Andriy Shevchenko è tornato a parlare di calcio italiano e della propria carriera in un’intervista rilasciata al Portugal Football Summit Podcast, offrendo una riflessione sia sul presente della Nazionale sia sui ricordi legati alla sua esperienza in Serie A.

L’ex attaccante di Milan, Chelsea e Dinamo Kiev, oggi presidente della Federazione calcistica ucraina, ha commentato il momento dell’Italia con parole di fiducia, pur sottolineando le difficoltà recenti: “Sono sicuro che l’Italia troverà il modo di tornare a competere ai massimi livelli.

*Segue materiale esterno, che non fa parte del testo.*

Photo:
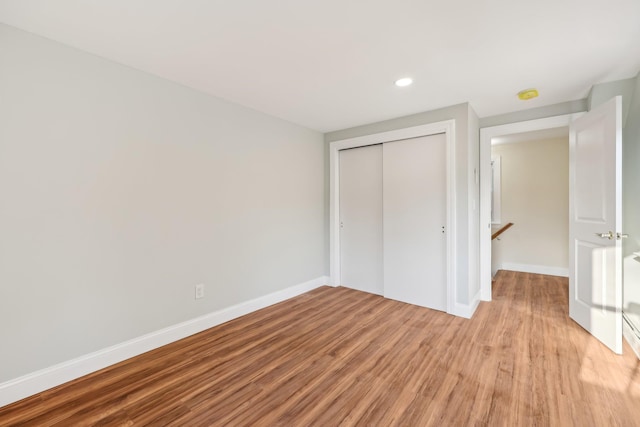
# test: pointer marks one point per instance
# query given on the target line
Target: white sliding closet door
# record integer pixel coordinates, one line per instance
(415, 200)
(361, 219)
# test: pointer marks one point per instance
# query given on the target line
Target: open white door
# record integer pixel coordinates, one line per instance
(595, 221)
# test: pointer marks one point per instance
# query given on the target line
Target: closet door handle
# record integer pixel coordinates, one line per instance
(608, 235)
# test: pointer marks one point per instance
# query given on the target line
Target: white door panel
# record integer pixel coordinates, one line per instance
(595, 211)
(361, 219)
(414, 187)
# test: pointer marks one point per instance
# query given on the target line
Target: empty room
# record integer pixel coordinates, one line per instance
(319, 213)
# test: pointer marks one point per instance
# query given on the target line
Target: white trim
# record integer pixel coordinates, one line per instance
(466, 311)
(485, 184)
(448, 128)
(536, 269)
(44, 379)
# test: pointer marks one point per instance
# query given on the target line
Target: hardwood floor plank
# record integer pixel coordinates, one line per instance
(336, 356)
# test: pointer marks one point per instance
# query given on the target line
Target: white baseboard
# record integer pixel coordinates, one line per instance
(467, 310)
(537, 269)
(632, 335)
(36, 382)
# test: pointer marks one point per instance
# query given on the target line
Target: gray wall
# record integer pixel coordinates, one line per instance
(120, 191)
(467, 194)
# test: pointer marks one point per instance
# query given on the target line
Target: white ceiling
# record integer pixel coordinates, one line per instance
(331, 64)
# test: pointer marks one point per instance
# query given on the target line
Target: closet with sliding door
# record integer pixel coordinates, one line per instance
(392, 213)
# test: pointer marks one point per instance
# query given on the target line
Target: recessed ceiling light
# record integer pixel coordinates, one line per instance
(404, 82)
(527, 94)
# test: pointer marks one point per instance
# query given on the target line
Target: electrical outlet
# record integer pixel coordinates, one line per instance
(200, 291)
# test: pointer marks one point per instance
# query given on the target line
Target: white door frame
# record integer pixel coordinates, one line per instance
(448, 128)
(486, 134)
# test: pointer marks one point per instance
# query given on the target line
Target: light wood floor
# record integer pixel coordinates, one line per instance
(342, 357)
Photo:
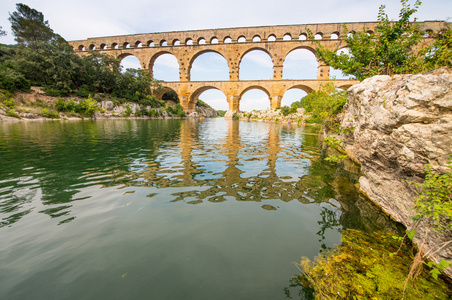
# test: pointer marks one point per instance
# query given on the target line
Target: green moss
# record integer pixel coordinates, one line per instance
(368, 266)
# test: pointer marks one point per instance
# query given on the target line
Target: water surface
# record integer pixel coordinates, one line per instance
(167, 209)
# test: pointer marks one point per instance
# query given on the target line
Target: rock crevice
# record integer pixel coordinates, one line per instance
(400, 124)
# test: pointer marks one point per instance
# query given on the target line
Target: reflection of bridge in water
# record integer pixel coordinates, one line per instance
(233, 44)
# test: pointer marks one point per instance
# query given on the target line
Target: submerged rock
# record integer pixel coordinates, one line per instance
(400, 124)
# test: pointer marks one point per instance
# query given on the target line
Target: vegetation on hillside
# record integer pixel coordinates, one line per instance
(395, 47)
(43, 58)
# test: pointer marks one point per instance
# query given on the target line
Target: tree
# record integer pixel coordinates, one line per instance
(28, 26)
(389, 50)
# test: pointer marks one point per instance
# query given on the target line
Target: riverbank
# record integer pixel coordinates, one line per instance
(36, 105)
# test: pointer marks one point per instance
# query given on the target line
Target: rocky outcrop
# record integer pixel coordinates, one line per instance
(400, 124)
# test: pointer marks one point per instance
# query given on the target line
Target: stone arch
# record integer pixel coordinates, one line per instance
(271, 38)
(254, 87)
(154, 58)
(198, 54)
(256, 38)
(195, 95)
(302, 37)
(293, 94)
(287, 37)
(300, 63)
(240, 100)
(241, 39)
(124, 55)
(264, 68)
(302, 87)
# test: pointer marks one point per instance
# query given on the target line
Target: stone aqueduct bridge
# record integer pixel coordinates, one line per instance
(233, 44)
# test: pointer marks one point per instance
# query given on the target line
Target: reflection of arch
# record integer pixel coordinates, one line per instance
(303, 87)
(254, 87)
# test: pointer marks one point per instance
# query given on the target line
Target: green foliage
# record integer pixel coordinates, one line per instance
(324, 103)
(50, 113)
(86, 107)
(363, 268)
(28, 26)
(391, 49)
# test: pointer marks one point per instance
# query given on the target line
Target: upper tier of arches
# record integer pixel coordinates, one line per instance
(263, 34)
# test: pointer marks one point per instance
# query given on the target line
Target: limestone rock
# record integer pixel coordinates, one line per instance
(401, 123)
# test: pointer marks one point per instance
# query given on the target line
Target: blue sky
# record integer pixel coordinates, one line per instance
(80, 19)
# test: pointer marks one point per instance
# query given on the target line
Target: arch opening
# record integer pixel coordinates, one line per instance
(300, 63)
(209, 66)
(214, 97)
(256, 65)
(165, 67)
(129, 61)
(254, 98)
(292, 95)
(271, 38)
(337, 74)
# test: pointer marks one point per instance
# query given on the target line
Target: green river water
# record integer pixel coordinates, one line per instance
(168, 209)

Mi è dispiaciuto molto il ko contro la Bosnia, perché un Paese come l’Italia è un Paese di calcio, e questa è la terza volta che non si qualifica al Mondiale”.

Shevchenko ha poi ripercorso uno dei passaggi chiave della sua carriera, il trasferimento al Milan, attribuendo un ruolo decisivo a Ariedo Braida: “Venne a vedermi durante una partita della Dinamo Kiev. Dopo la gara mi portò un regalo: una maglia del Milan. Mi disse che, se volevo vincere il Pallone d’Oro, l’unica possibilità era andare al Milan e indossare quella maglia. Per me fu un messaggio chiarissimo: dovevo scegliere il Milan”.

Con i rossoneri, Shevchenko ha poi raggiunto i successi più importanti della sua carriera, tra cui la vittoria della UEFA Champions League: “Era un sogno che si avverava. Da bambino sognavo di diventare un calciatore professionista e giocare per la Dinamo Kiev. Ho avuto la possibilità di vincere la Champions con loro, ma non è successo. Poi, quando sono arrivato al Milan, ho avuto una grande occasione di vincerla. E quando è accaduto, ho sentito di aver realizzato il mio sogno”.